Цыганка Эсмеральда, та, из Собора Богоматери, была прекрасна, обольстительна, а эти вокзальные цыганки…
И обольстительной была – увидел, живо и заново увидел на фоне ёлки, мигавшей разноцветными лампочками, – игравшая цыганку Машу Оля Лебзак.
Но счастливо избежав беды, с лёгким вздохом Анюта вспоминала вдруг давно умершую от скоротечной чумки свою заласканную любимицу, мальтийскую болонку Шушу: «Пока чёрный носик оставался холодным и мокрым, я спокойна была за её здоровье, понимаешь?» Анюта баловала Шушу нарезанным на малюсенькие кубики швейцарским сыром, причём – вот он, первый урок начертательной геометрии! – кубики, поскольку нарезался дырчатый сыр, получались неправильные, будто бы рваные… Потом сообщала она, что благороднейшие из римлян, когда хотели покончить с собой, бросались грудью на меч, а японские самураи, отстаивая незапятнанность своей чести, и вовсе бестрепетно вспарывали себе мечом брюшину.

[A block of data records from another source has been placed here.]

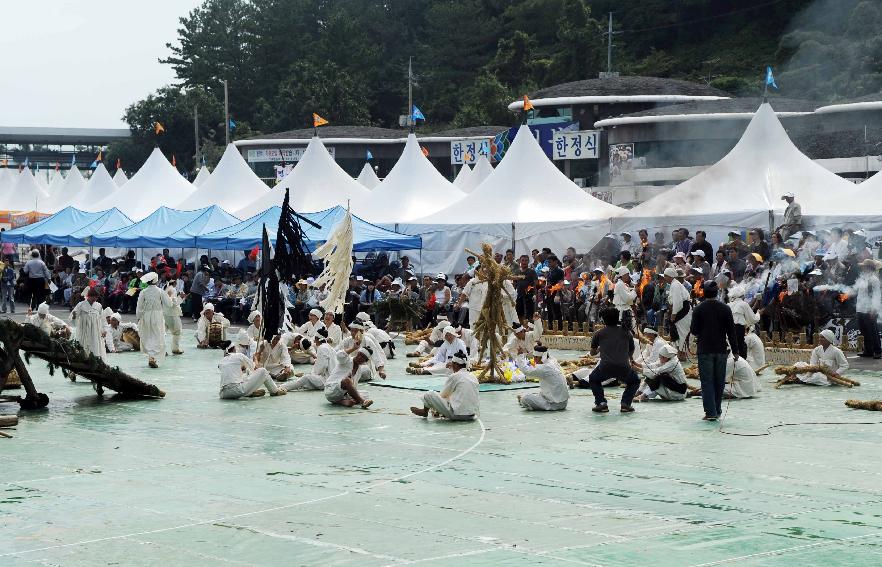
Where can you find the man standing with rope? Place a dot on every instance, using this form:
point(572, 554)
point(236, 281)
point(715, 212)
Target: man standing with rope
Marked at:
point(712, 325)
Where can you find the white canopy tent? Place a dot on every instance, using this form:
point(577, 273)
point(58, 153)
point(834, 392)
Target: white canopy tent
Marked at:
point(24, 195)
point(156, 184)
point(232, 185)
point(120, 178)
point(413, 189)
point(203, 175)
point(98, 188)
point(526, 203)
point(316, 183)
point(463, 179)
point(61, 195)
point(744, 188)
point(368, 177)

И после введения начинала подробно рассказывать о средневековых рыцарях, об их отваге в бою и верности в любви, и тут же, едва открыв рот, чтобы перейти, наконец, к образу печального рыцаря, Дон Кихота, вдруг – сколько этих «вдруг», резко поворачивавших сюжет и заодно менявших выражение Анютиного лица, выпадало ему за одну прогулку? – Анюта останавливалась и, передохнув, признавалась:
– Знаешь, Юра, чего хочу я больше всего? Знаешь?
– Чего же? – вопрошающе поднимал глаза.
– Хочу, чтобы у тебя была цель, большая и высокая, выше неба, цель.